Esses números conferem importância às propostas, lançadas na semana passada, em Brasília, durante encontro com especialistas, sobre como evitar que os jovens caiam na marginalidade. Quanto mais tempo se retiver o aluno na escola e mais lhe oferecer ensino profissionalizante, respeitando as vocações locais, maior a chance de inserção no mercado de trabalho. O grau de empregabilidade dos egressos dos cursos públicos tecnológicos, em São Paulo, é de 95%. "Há vários setores que simplesmente não encontram mão-de-obra qualificada", afirma a secretária de Ciência e Tecnologia do Estado de São Paulo, Maria Helena Guimarães. A Petrobras, por exemplo, ainda não sabe onde buscar os trabalhadores para tocar seus bilionários projetos de extração de gás na bacia de Santos -e isso ocorre em várias outras cadeias produtivas do país.

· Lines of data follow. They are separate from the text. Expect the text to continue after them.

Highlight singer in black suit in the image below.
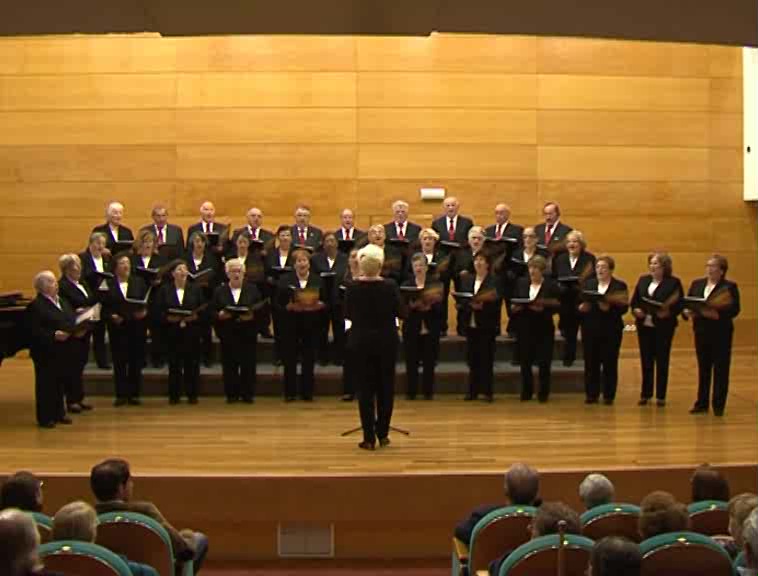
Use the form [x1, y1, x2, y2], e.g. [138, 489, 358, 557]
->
[552, 230, 595, 366]
[401, 252, 444, 400]
[58, 254, 100, 414]
[26, 270, 75, 428]
[213, 258, 261, 404]
[158, 261, 206, 404]
[345, 245, 400, 450]
[311, 232, 347, 366]
[432, 196, 474, 336]
[631, 252, 684, 406]
[458, 251, 500, 402]
[685, 254, 740, 416]
[511, 255, 560, 402]
[276, 249, 327, 402]
[579, 255, 629, 405]
[103, 254, 149, 406]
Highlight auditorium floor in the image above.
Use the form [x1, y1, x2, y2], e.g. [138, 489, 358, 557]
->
[0, 352, 758, 476]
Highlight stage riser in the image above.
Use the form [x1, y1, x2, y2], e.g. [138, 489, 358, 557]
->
[84, 361, 584, 396]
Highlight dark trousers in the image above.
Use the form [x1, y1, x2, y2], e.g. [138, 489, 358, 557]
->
[403, 332, 440, 398]
[34, 343, 66, 424]
[637, 325, 674, 400]
[695, 330, 733, 412]
[582, 328, 622, 400]
[466, 328, 495, 398]
[221, 328, 258, 400]
[166, 323, 200, 400]
[108, 321, 146, 400]
[355, 349, 396, 444]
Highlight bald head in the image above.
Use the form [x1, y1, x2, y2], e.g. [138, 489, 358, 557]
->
[505, 462, 540, 506]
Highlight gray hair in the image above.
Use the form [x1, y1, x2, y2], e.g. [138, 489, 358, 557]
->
[579, 474, 616, 510]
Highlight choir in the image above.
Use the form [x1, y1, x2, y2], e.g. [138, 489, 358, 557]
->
[29, 197, 740, 428]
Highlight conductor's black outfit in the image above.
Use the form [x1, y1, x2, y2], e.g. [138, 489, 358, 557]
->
[26, 294, 75, 427]
[213, 282, 261, 402]
[513, 276, 558, 402]
[687, 278, 740, 416]
[103, 275, 148, 403]
[346, 280, 400, 446]
[631, 274, 684, 400]
[582, 278, 629, 404]
[458, 273, 500, 400]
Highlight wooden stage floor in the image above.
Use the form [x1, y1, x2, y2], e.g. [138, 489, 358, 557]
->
[0, 352, 758, 476]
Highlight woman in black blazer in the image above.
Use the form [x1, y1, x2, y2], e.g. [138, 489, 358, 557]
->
[276, 249, 326, 402]
[158, 260, 206, 404]
[345, 245, 400, 450]
[213, 258, 261, 404]
[631, 252, 684, 406]
[401, 252, 444, 400]
[511, 255, 560, 402]
[579, 254, 629, 405]
[685, 254, 740, 416]
[458, 251, 500, 402]
[103, 253, 148, 406]
[552, 230, 595, 366]
[58, 254, 101, 414]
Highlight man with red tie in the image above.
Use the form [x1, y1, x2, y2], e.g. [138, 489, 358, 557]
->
[290, 204, 324, 250]
[432, 196, 474, 337]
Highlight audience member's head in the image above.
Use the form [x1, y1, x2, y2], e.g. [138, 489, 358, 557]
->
[729, 492, 758, 547]
[53, 501, 97, 542]
[742, 508, 758, 570]
[0, 470, 43, 512]
[89, 458, 132, 502]
[639, 490, 690, 540]
[505, 462, 540, 506]
[691, 464, 729, 502]
[0, 508, 39, 576]
[532, 502, 582, 538]
[579, 474, 616, 510]
[587, 536, 642, 576]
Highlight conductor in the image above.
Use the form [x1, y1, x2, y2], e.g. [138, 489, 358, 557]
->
[345, 244, 400, 450]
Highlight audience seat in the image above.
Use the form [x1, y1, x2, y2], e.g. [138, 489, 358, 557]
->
[687, 500, 729, 536]
[453, 506, 537, 576]
[581, 504, 640, 542]
[39, 540, 132, 576]
[499, 534, 595, 576]
[640, 532, 734, 576]
[97, 512, 194, 576]
[31, 512, 53, 544]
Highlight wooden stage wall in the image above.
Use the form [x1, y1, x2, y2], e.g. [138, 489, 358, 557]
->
[0, 34, 758, 346]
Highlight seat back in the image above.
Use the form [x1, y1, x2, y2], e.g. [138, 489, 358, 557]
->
[640, 532, 734, 576]
[687, 500, 729, 536]
[582, 504, 640, 542]
[39, 540, 132, 576]
[468, 506, 537, 574]
[499, 534, 594, 576]
[97, 512, 174, 576]
[31, 512, 53, 544]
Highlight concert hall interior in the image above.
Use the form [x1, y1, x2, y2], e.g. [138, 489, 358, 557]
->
[0, 5, 758, 576]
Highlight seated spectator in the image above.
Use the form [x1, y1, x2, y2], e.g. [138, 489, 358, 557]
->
[724, 492, 758, 559]
[455, 462, 540, 546]
[0, 508, 56, 576]
[639, 490, 690, 540]
[90, 459, 208, 573]
[690, 464, 729, 502]
[737, 508, 758, 576]
[579, 474, 616, 510]
[488, 502, 582, 576]
[587, 536, 642, 576]
[53, 502, 158, 576]
[0, 471, 43, 512]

A redução de nossa selvageria vai depender da disseminação dos mais variados instrumentos para manter o jovem se capacitando para alguma profissão. É inacreditável como anda devagar a aplicação da lei da aprendizagem, que poderia criar, no país, mais de 1 milhão de vagas. Ou como os parcos programas para a juventude são fragmentados, separando programas de renda, atividades culturais, ensino e geração de renda. E, pior do que tudo, como o ensino médio público está desaparelhado. Apenas se vê a gravidade dessas carências nos corpos deformados nas mesas cirúrgicas do professor Dario ou na facilidade de arregimentação do crime organizado.

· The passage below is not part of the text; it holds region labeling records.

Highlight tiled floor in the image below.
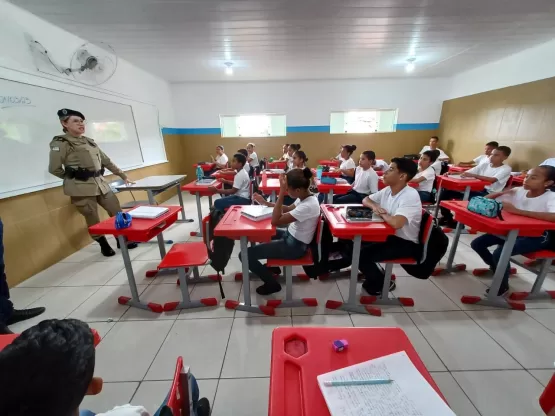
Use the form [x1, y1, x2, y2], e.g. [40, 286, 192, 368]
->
[12, 196, 555, 416]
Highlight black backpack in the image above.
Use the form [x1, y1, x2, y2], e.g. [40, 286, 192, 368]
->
[401, 212, 449, 279]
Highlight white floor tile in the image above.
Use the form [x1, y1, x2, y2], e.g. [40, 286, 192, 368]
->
[468, 310, 555, 368]
[431, 372, 480, 416]
[146, 318, 233, 380]
[79, 383, 139, 413]
[452, 370, 544, 416]
[212, 378, 270, 416]
[410, 312, 522, 371]
[69, 286, 147, 322]
[95, 321, 173, 381]
[221, 318, 291, 378]
[351, 313, 446, 371]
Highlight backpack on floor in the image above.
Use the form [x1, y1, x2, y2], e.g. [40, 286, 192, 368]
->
[401, 212, 449, 279]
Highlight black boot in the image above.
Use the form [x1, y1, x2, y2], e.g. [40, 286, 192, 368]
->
[6, 307, 46, 325]
[96, 237, 116, 257]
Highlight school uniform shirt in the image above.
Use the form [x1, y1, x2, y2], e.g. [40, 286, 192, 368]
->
[496, 186, 555, 212]
[368, 185, 422, 243]
[467, 163, 511, 193]
[414, 166, 436, 192]
[233, 169, 251, 199]
[287, 195, 320, 244]
[353, 166, 378, 195]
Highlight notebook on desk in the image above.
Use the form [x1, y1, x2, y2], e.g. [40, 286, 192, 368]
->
[127, 205, 169, 220]
[317, 351, 455, 416]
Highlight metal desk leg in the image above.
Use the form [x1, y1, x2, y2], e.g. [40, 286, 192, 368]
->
[461, 230, 526, 311]
[326, 235, 382, 316]
[118, 235, 162, 313]
[225, 237, 276, 315]
[176, 183, 194, 222]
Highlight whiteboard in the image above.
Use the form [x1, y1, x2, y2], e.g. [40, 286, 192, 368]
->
[0, 78, 144, 198]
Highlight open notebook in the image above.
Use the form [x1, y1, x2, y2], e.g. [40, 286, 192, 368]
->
[317, 351, 455, 416]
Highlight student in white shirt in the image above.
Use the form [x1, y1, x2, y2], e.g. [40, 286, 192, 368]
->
[471, 165, 555, 296]
[248, 168, 320, 295]
[439, 146, 511, 228]
[457, 142, 499, 167]
[333, 150, 378, 204]
[359, 157, 422, 296]
[208, 153, 251, 211]
[411, 150, 437, 202]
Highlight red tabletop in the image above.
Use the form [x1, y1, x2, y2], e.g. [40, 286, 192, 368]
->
[321, 204, 395, 241]
[268, 327, 443, 416]
[181, 180, 222, 196]
[314, 179, 353, 195]
[89, 205, 181, 243]
[441, 201, 555, 237]
[436, 175, 488, 192]
[214, 205, 276, 242]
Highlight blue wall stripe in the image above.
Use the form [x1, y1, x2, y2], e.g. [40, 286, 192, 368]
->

PS - Está saindo até o final do mês um selo de qualidade, conferido pela CET (Companhia de Engenharia de Tráfego) para as empresas de motofrete ou diretamente para os motoboys. Para ganhar o certificado, que não é obrigatório, questões sobre segurança terão de ser respondidas. Estão previstas auditorias permanentes. Empresas que não usarem esse selo na hora de fazer suas entregas podem jogar no lixo qualquer pretensão de se apresentarem como socialmente responsáveis -afinal serão cúmplices do morticínio de jovens.

Coluna originalmente publicada na Folha de S.Paulo, editoria Cotidiano.